In last week’s Time magazine, George Soros, one of Time’s selected “Most Influential Americans”, was quoted as sadly observing: “The cult of success has replaced a belief in principles.” “Society has lost its anchor.”

However, important as it is to identify the real enemy and to know his nature and strength — even more important is the consideration of how to stand and contend victoriously with such a known and formidable enemy. And St. Paul’s advice here for the Christian soldier is superlative: “Stand therefore, not trusting in yourself, but in the Lord, and in His boundless resource. Put on the whole armor of God.”

Let us not bog down in the detailed analysis of just what each piece of the Christian’s armor signifies: “the breastplate of righteousness, the helmet of salvation, the sword of truth.” Of course, such outfits of armor have gone out of style long ago. But faith, and love, and hope and truth and readiness to begin a mission of reconciliation — these have not gone out of style.

In a word, St. Paul is counseling the Christian to put on Christ by faith. “Don’t trust in yourself,” he is saying. “Be strong in the Lord and in his boundless resource — not your own strength which is but feebleness. Begin with Christ and His spiritual resources: the love of Christ in your heart, the mind of Christ in your thoughts, the compassion of Christ in your relationships with family and friends and enemies . . . His willingness to suffer for the redemption of others, even your estranged kinfolks and colleagues, and his obedience to the Father’s will, even unto death.”

And why this slavish allegiance to Jesus Christ? Because He is our only revelation of what complete human obedience to the purposes of the Almighty means, and He is the fullest outlet of the divine love and power for our lives to draw upon. When spiritually we have put on His armor, then the marvelous grace of God, flowing through us, will work out all the new and creative aspects necessary for us to cope with the gruesome business of overcoming the real enemy — sin and evil and death and destruction in human personalities and human society. The real enemy will then be destroyed and God’s people will be saved.

Dante, in his “Inferno” says: “I, gazing, saw a banner, that whirling ran so swiftly that it seemed to me to scorn all repose, and behind it came so long a train of folk, that I could never have believed death had undone so many. After I had distinguished some among them, I saw, and knew the shade of him who made through cowardice, the great refusal.

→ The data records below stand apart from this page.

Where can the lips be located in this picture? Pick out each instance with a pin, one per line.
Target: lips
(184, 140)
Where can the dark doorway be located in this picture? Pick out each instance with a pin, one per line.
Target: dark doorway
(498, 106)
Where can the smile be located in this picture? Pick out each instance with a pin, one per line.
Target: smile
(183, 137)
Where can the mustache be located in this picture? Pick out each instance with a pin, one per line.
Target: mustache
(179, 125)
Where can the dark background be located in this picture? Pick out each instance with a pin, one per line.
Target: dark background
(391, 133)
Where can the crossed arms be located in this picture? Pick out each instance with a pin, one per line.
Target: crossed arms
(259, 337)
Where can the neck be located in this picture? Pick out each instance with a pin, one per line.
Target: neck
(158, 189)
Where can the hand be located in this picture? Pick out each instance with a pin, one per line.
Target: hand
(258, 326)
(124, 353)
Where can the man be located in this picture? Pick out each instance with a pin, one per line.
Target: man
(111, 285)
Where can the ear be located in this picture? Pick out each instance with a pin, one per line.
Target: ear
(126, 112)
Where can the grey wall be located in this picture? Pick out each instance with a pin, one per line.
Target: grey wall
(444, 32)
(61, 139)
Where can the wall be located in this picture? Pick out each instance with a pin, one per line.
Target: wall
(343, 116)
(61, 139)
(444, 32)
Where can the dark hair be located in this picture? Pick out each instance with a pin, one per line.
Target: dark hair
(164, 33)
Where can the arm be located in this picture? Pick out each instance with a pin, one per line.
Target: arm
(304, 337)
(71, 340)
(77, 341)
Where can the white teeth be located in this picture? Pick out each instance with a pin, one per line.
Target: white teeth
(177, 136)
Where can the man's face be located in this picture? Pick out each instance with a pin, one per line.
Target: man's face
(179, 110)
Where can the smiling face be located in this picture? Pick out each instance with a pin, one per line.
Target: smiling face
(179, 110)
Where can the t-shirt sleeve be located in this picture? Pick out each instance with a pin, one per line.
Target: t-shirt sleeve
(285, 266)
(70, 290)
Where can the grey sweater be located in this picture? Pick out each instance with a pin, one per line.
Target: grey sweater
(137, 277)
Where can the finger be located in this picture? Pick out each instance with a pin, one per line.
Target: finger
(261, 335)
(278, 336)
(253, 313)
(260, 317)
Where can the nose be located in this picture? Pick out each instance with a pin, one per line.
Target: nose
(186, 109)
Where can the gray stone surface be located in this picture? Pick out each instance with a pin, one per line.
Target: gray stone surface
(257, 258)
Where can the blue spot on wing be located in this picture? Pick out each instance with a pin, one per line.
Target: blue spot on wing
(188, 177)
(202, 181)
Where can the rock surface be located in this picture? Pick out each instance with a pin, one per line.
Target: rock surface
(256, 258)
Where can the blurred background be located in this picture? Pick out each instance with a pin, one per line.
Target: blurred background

The great refusal, or the ready acceptance of Jesus Christ — this is the soul’s moment of truth, not just for Judas Iscariot, but for every one of us. This is the great divide on which turns each human situation into victory or defeat, into heaven or hell. “Choose you this day, whom you will serve.” And not just any day, long, long ago, or just now in this moment, but in every split second — choose whom you will serve — God or the devil.